China already dominates the global renewable energy industry. In 2020, its installed capacity of about 895 GW it was already superior to that of the European Union, the United States and Australia combined. As the world tries (with difficulty) to move towards green energy, China increases its production capacity at a pace faster than anyone else, exploiting its deserts.
How? With at least two gigantic solar and wind projects that will expand its current capacity by almost half a Terawatt.
Solar deserts

"We will have the largest solar and wind power generation capacity in the world," he says He Lifeng, director of the National Development and Reform Commission (NDRC), at the Beijing National People's Congress. The focus of these new installations? As mentioned, the Chinese deserts. First of all that of the Gobi.

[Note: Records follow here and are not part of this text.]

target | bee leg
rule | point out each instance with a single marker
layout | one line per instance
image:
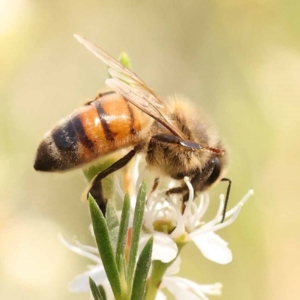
(96, 189)
(226, 197)
(155, 185)
(180, 190)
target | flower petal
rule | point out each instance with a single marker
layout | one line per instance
(178, 290)
(212, 247)
(164, 248)
(183, 288)
(81, 282)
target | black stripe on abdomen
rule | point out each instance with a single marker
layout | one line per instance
(65, 137)
(102, 115)
(83, 138)
(132, 130)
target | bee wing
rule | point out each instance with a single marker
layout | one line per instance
(135, 90)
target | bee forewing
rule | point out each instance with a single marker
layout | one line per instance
(143, 101)
(130, 86)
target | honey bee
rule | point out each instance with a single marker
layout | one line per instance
(175, 139)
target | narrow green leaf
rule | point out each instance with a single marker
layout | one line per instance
(123, 229)
(105, 247)
(112, 225)
(136, 230)
(95, 291)
(141, 272)
(102, 292)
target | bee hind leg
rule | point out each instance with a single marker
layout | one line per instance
(96, 189)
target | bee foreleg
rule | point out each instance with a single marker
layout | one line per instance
(96, 189)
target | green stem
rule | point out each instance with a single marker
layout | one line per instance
(158, 270)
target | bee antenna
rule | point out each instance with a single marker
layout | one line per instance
(218, 152)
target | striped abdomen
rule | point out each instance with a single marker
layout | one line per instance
(104, 125)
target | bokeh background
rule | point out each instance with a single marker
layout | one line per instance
(239, 60)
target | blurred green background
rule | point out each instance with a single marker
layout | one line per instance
(239, 60)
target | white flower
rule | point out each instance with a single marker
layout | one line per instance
(164, 220)
(96, 271)
(183, 288)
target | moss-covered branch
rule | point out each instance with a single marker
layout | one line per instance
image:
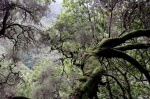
(133, 46)
(109, 43)
(109, 53)
(89, 88)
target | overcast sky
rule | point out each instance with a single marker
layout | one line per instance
(52, 16)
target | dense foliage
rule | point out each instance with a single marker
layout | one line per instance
(103, 48)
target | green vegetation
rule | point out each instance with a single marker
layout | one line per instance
(98, 49)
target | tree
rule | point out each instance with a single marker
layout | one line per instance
(108, 40)
(19, 22)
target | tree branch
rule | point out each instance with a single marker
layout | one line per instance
(109, 53)
(112, 42)
(133, 46)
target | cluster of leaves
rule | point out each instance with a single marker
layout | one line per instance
(96, 34)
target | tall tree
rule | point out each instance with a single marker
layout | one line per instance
(109, 41)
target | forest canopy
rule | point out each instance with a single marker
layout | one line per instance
(101, 50)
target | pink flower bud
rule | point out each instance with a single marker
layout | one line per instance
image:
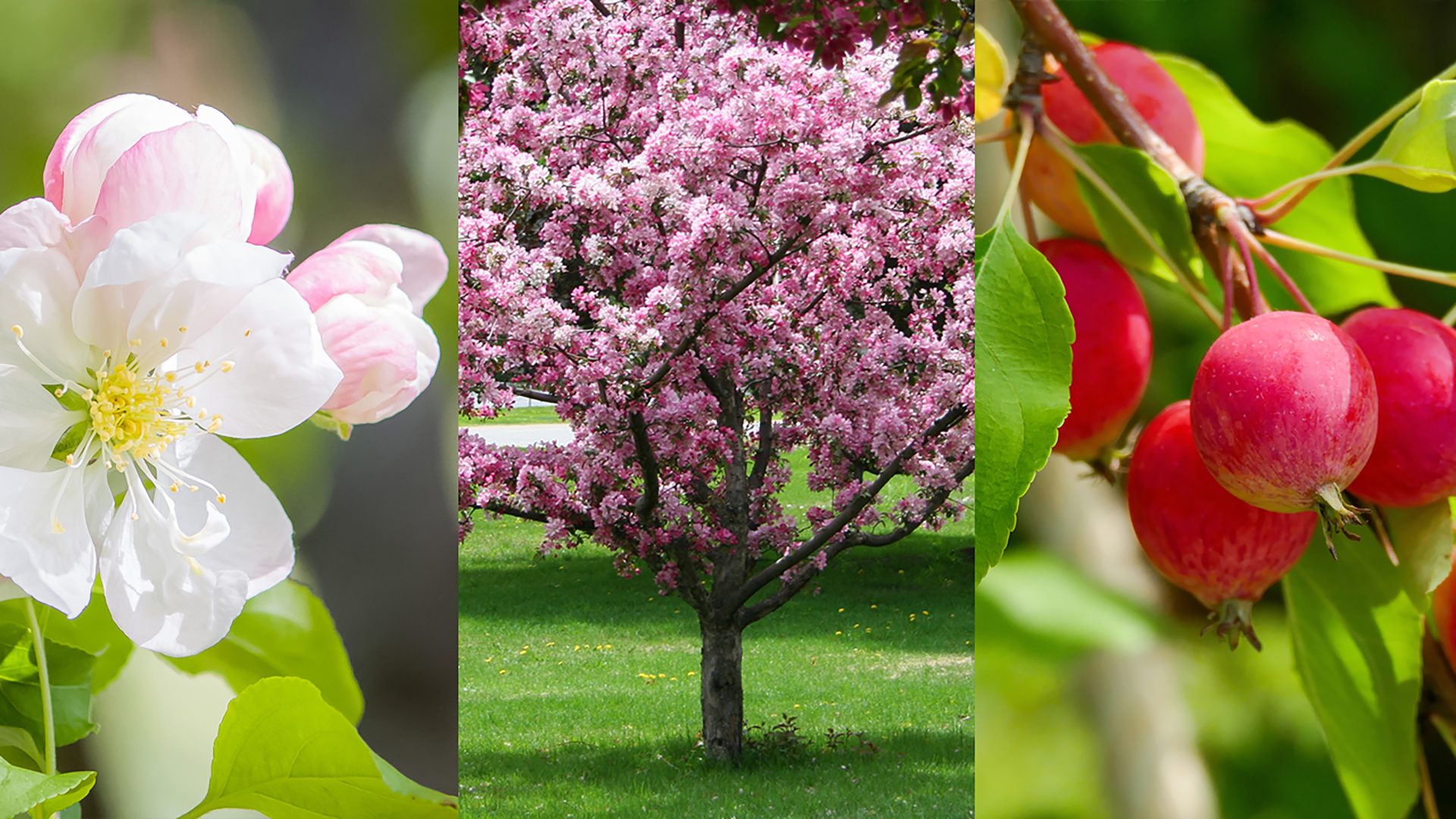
(134, 156)
(369, 330)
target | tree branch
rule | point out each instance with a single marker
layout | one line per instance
(861, 500)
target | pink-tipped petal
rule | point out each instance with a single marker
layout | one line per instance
(182, 169)
(425, 261)
(274, 191)
(360, 268)
(83, 165)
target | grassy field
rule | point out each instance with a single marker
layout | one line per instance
(579, 689)
(517, 416)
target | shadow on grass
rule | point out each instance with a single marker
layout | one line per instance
(915, 773)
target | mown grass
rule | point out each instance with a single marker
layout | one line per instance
(516, 416)
(579, 689)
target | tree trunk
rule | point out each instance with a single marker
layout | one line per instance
(723, 691)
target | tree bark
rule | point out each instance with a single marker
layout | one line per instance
(723, 691)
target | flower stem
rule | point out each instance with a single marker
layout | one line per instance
(49, 716)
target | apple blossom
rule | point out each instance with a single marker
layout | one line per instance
(134, 156)
(112, 385)
(708, 256)
(369, 322)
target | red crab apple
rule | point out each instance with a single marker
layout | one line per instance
(1112, 353)
(1152, 93)
(1285, 414)
(1201, 538)
(1414, 362)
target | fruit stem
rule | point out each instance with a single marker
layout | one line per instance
(1234, 617)
(1335, 515)
(1280, 240)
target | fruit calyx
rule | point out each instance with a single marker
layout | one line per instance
(1335, 515)
(1234, 617)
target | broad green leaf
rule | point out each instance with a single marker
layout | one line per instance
(1153, 197)
(92, 632)
(1022, 372)
(1420, 152)
(1357, 646)
(1053, 610)
(71, 672)
(400, 783)
(284, 632)
(992, 74)
(20, 790)
(1248, 158)
(283, 751)
(1423, 541)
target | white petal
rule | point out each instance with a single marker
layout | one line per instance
(38, 293)
(33, 223)
(31, 420)
(153, 592)
(55, 567)
(259, 542)
(280, 373)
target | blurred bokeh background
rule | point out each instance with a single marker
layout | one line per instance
(362, 96)
(1055, 710)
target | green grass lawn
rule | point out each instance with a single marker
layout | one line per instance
(579, 689)
(516, 416)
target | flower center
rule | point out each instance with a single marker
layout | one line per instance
(131, 413)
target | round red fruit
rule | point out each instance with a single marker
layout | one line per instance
(1153, 93)
(1112, 353)
(1201, 538)
(1285, 411)
(1414, 362)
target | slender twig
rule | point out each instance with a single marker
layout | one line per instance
(47, 713)
(1276, 238)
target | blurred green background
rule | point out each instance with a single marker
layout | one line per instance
(1334, 66)
(362, 98)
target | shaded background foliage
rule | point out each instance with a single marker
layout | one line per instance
(360, 96)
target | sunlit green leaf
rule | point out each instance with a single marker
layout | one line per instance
(1022, 373)
(1153, 197)
(1248, 158)
(283, 751)
(1420, 152)
(1357, 646)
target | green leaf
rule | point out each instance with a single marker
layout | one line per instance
(92, 632)
(71, 672)
(1248, 158)
(1047, 607)
(283, 751)
(1357, 646)
(1022, 373)
(1420, 152)
(1423, 541)
(20, 790)
(1153, 197)
(400, 783)
(284, 632)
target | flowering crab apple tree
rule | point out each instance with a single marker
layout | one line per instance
(146, 319)
(708, 254)
(1291, 419)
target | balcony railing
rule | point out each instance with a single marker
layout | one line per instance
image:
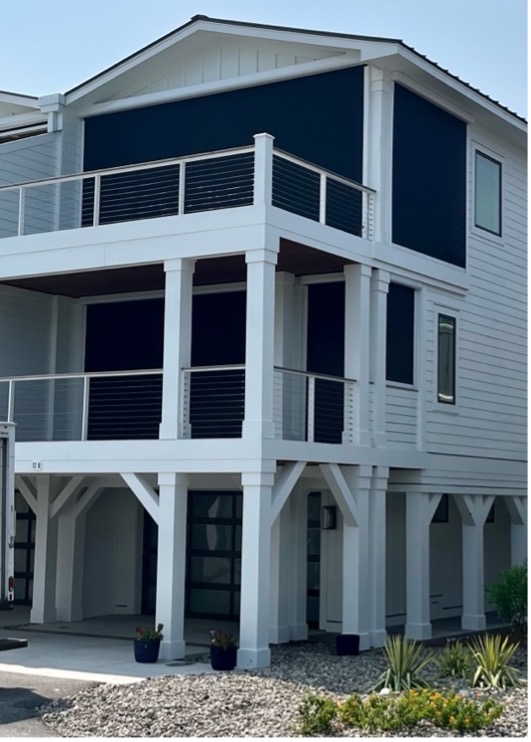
(125, 405)
(217, 180)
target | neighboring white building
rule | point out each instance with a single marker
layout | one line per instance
(264, 288)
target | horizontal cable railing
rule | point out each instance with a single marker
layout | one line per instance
(126, 405)
(96, 406)
(312, 407)
(204, 182)
(214, 401)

About 100 GW of this new capacity will be built by the end of 2021, bringing the country's current solar and wind plants to 306 GW. Chinese President Xi Jinping promised that China will have wind and solar power capacity of more than 1,2 terawatts by 2030, as part of the country's strategy to see carbon emissions peak and begin to decline.
What about coal?
Coal will continue to support China's power grids for the time being (and some have plans to bring it back to Europe as well). But soon, at least in China, it won't be as essential as it has been in the past. While renewable energy represents on average more than 43,5% of the country's installed capacity (more than one Terawatt in October last year) intermittency problems and capacity factors have kept the percentage of effective power generated by renewables around 26%.
The rest is all coal, we don't turn around.
The comparison with other economies, however, begins to move decisively to the Chinese side, and from the large plants planned in the deserts this balance will continue to constantly decline.